Efficiency of a Multivariate Poisson distribution

What might be the most effective way to write a Multivariate Poisson distribution with some 50 RVs?

The Wikipedia entry for the distribution defines this for a bivariate case but I imagine the efficiency will reduce significantly if this is followed for large number of RVs.

Is there any literature for doing this efficiently with PyMC3? Alternatively, are there any approximations/transformations that may be useful for this purpose?

The Poisson only has a single parameter, the rate, so moving from N independent poisson processes to N dependent poisson processes means having a model for the joint distribution of the rates.

A multivariate log-normal approach might look like:

d=50
rate_chol_unpacked = pm.LKJCholeskyCov('rates_chol_UP', n=d, eta=1, sd_dist=pm.HalfCauchy.dist(1.))
m_rates = pm.Cauchy('mu_rates', 0., 1., shape=(d,))
log_rates = pm.MvNormal('log_rates', m_rates, 
                        chol=pm.expand_packed_triangular(d, rate_chol_unpacked), 
                        shape=d)
rates = pm.Deterministic('rates', tt.exp(log_rates))
counts = pm.Poisson('counts', mu=rates, observed=data)

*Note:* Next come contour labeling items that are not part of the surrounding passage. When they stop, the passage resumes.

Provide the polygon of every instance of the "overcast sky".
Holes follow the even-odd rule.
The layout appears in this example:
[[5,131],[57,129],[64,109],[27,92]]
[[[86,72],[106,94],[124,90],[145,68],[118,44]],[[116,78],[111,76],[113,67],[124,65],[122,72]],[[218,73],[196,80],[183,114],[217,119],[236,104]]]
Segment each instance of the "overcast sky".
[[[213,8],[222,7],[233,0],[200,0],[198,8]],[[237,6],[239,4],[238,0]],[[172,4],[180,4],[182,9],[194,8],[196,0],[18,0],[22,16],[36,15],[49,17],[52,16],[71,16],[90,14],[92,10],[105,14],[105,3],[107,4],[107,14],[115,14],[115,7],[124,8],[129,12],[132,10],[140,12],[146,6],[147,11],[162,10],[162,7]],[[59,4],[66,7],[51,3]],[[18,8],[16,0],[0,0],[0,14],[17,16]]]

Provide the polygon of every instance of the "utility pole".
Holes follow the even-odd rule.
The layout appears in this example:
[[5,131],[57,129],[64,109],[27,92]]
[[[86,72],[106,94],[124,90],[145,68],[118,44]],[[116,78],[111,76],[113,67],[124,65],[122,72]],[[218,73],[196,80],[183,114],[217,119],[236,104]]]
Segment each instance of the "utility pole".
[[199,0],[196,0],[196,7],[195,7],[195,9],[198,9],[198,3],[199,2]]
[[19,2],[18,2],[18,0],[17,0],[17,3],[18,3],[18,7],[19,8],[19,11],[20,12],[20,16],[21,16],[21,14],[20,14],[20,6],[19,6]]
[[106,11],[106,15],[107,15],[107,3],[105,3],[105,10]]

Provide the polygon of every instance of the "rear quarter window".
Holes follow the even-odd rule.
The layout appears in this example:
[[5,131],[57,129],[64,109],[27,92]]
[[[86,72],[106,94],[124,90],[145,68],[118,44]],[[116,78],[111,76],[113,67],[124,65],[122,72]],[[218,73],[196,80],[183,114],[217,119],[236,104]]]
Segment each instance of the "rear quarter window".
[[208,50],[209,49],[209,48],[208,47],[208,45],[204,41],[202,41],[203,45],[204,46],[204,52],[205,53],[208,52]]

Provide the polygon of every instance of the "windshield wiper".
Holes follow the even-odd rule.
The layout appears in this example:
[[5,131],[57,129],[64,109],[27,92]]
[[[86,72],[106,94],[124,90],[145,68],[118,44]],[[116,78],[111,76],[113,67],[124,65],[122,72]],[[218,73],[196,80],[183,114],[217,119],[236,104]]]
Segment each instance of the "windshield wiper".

Edit: Also, try to avoid using MvNormal directly. It’s almost always more efficient to use an equivalent non-centered parametrization.

2 Likes

I have an additional question on this topic:

How would you code the above covariances if the rate of each Poisson depended on say two parameters? i.e. log_rates = constant + coeff * data

Where we can assume constant and coeff are drawn from something like:

constant = pm.Normal('const', mu=0., sigma=1.)
coeff = pm.Normal('b0', mu=0., sigma=1.)